今回は韓国語の文章「여남은 걸음 뒤에 돌아보자, 눈처럼 희고 섬세한 날갯죽지가 여전히 풀슾 가장 자리에 웅크리고 있었다.」について、DeepL訳の内容を確認しながら、より自然な日本語表現や翻訳時のポイントを解説します。
原文の意味を確認する
原文を単語ごとに見ると、以下のような意味になります。
| 韓国語 | 意味 |
|---|---|
| 여남은 걸음 | 十歩あまり、十数歩 |
| 뒤에 돌아보자 | 後で振り返ると、しばらく歩いて振り返ると |
| 눈처럼 희고 | 雪のように白く |
| 섬세한 | 繊細な、細やかな |
| 날갯죽지 | 翼の付け根、羽根の部分 |
| 풀슾 가장 자리 | 草むらの端、草原の縁 |
| 웅크리고 있었다 | うずくまっていた、縮こまっていた |
全体としては、「十数歩ほど進んだ後に振り返ると、雪のように白く繊細な翼が、まだ草むらの端に縮こまるように残っていた」という情景を描いた文章です。
DeepL訳「羽根の先」は適切なのか
DeepLの訳では「날갯죽지」を「羽根の先」としていますが、これは少し意訳が強く、原文の意味とはやや異なります。
「날갯죽지」は鳥や昆虫などの「翼の付け根」や「翼そのものの中心部分」を指す言葉です。「羽根の先」という場合は、羽の先端部分を意味するため、原文が持つ身体的な位置関係とは違いがあります。
文学的な雰囲気を優先するなら「翼の一部」「翼」「羽ばたきの跡」など、文脈に合わせて調整するほうが自然です。
「풀슾 가장 자리에 웅크리고 있었다」の表現
この部分のDeepL訳「草の端に丸まっていた」は、大きな意味では伝わりますが、「웅크리다」のニュアンスが少し弱くなっています。

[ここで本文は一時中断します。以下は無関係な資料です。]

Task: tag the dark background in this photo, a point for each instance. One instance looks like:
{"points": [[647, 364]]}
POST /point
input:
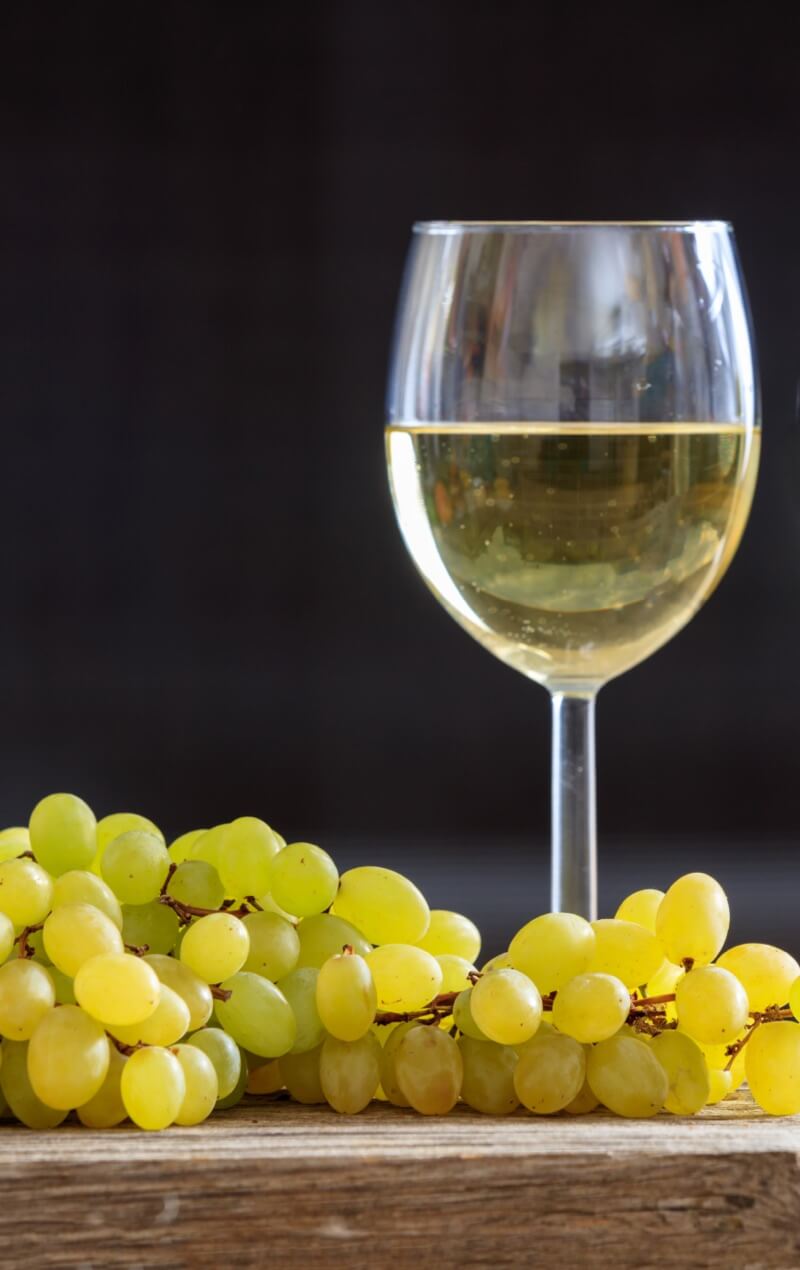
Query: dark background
{"points": [[208, 610]]}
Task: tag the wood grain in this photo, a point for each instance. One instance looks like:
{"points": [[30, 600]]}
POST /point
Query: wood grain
{"points": [[274, 1184]]}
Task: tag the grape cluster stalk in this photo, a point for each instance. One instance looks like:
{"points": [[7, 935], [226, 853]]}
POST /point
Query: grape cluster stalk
{"points": [[158, 983]]}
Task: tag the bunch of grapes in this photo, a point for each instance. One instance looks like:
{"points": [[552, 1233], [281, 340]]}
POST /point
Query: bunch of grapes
{"points": [[156, 983]]}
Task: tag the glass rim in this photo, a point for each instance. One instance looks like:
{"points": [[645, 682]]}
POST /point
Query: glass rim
{"points": [[554, 226]]}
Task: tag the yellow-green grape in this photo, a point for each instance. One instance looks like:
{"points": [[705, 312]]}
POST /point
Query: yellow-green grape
{"points": [[26, 892], [640, 907], [216, 946], [301, 1076], [257, 1015], [245, 856], [550, 1073], [117, 988], [302, 879], [180, 848], [324, 935], [187, 984], [196, 883], [384, 904], [592, 1007], [62, 833], [553, 949], [686, 1069], [692, 920], [346, 996], [488, 1081], [135, 865], [153, 926], [451, 934], [626, 1077], [629, 951], [429, 1069], [201, 1085], [713, 1006], [274, 945], [107, 1109], [153, 1087], [224, 1054], [18, 1091], [300, 991], [507, 1006], [27, 993], [168, 1022], [772, 1066], [75, 932], [349, 1072], [766, 973], [405, 977], [67, 1058]]}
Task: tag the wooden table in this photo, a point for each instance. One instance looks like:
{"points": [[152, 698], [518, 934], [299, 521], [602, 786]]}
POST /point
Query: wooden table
{"points": [[283, 1185]]}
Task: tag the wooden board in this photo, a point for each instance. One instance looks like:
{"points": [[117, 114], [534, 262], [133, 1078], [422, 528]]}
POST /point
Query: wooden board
{"points": [[274, 1184]]}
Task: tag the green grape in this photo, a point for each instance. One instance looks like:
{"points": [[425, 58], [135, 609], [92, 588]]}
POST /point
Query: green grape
{"points": [[258, 1016], [224, 1054], [153, 1087], [346, 996], [135, 865], [429, 1069], [75, 932], [187, 984], [153, 926], [27, 993], [553, 949], [765, 972], [488, 1082], [168, 1022], [507, 1006], [300, 991], [451, 934], [626, 950], [274, 945], [80, 887], [462, 1016], [117, 988], [686, 1069], [26, 892], [349, 1072], [62, 833], [302, 879], [197, 883], [301, 1076], [324, 935], [405, 977], [18, 1091], [626, 1077], [772, 1067], [201, 1085], [216, 946], [713, 1006], [641, 907], [592, 1007], [384, 904], [550, 1073], [107, 1109], [692, 920], [67, 1058], [245, 856]]}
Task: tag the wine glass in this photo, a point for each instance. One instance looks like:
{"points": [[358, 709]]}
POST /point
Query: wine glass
{"points": [[573, 437]]}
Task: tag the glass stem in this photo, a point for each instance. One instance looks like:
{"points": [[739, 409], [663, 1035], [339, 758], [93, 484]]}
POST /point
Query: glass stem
{"points": [[574, 813]]}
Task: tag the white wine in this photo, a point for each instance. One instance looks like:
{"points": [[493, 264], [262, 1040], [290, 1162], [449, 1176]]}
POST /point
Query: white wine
{"points": [[572, 551]]}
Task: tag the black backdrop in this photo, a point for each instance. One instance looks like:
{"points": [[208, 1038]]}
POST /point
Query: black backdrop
{"points": [[207, 607]]}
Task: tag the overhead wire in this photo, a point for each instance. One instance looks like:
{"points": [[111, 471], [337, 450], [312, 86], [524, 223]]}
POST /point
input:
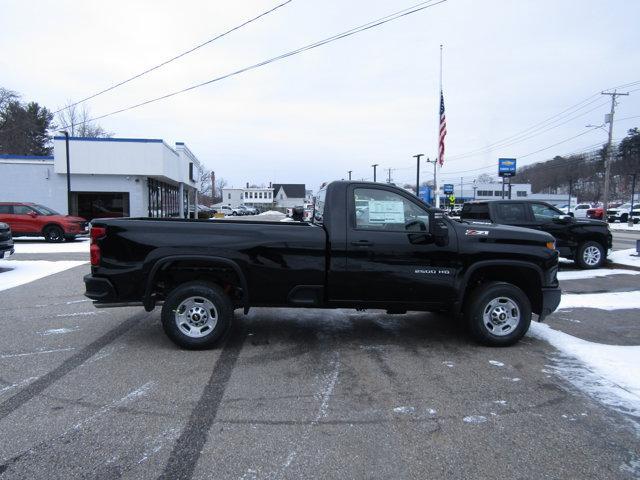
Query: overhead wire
{"points": [[353, 31], [174, 58]]}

「웅크리다」は、体を小さく丸める、身を縮める、うずくまるという意味があります。そのため、単に物理的に丸まっているだけではなく、弱々しく存在しているような印象を含む場合があります。
文学的には「草むらの端で小さく縮こまっていた」「草の縁に身を伏せていた」とすると、原文の静かな情景に近づきます。
文学作品として自然な日本語訳の例
DeepL訳は内容理解のための翻訳としては十分意味が通っています。しかし、小説の文章として読む場合には、少し調整するとより自然になります。
例えば、以下のような訳が考えられます。
「十数歩ほど進んでから振り返ると、雪のように白く繊細な翼が、なおも草むらの端で小さく縮こまっていた。」
また、「날갯죽지」を羽や翼と訳すかは、前後の文章で何を指しているのかによって変わります。鳥なのか、虫なのか、比喩表現なのかによって最適な日本語は異なります。
韓国文学の翻訳では直訳より情景の再現が重要
文学翻訳では、単語を一つずつ置き換えるだけでは十分ではありません。作者が読者に見せようとしている風景や感情を、日本語でも自然に伝える必要があります。
例えば「눈처럼 희고(雪のように白く)」という表現は、単なる色の説明ではなく、清らかさや儚さを感じさせる比喩です。
そのため、翻訳では辞書的な意味だけではなく、文章全体の雰囲気を考えて言葉を選ぶことが重要になります。
まとめ|DeepL訳は意味理解には有効だが文学翻訳では調整が必要
DeepLによる「十数歩歩いて振り返ると、雪のように白く繊細な羽根の先が、まだ草の端に丸まっていた」という訳は、文章の大まかな情景を理解するには有効です。
しかし、「날갯죽지」を「羽根の先」と訳す点や、「웅크리고 있었다」の持つ弱々しく身を縮めるニュアンスについては、文学作品として読む場合には修正の余地があります。
韓国語小説を日本語で味わう場合、機械翻訳を参考にしながらも、単語の背景や文脈を確認することで、より原文に近い美しい表現を楽しむことができます。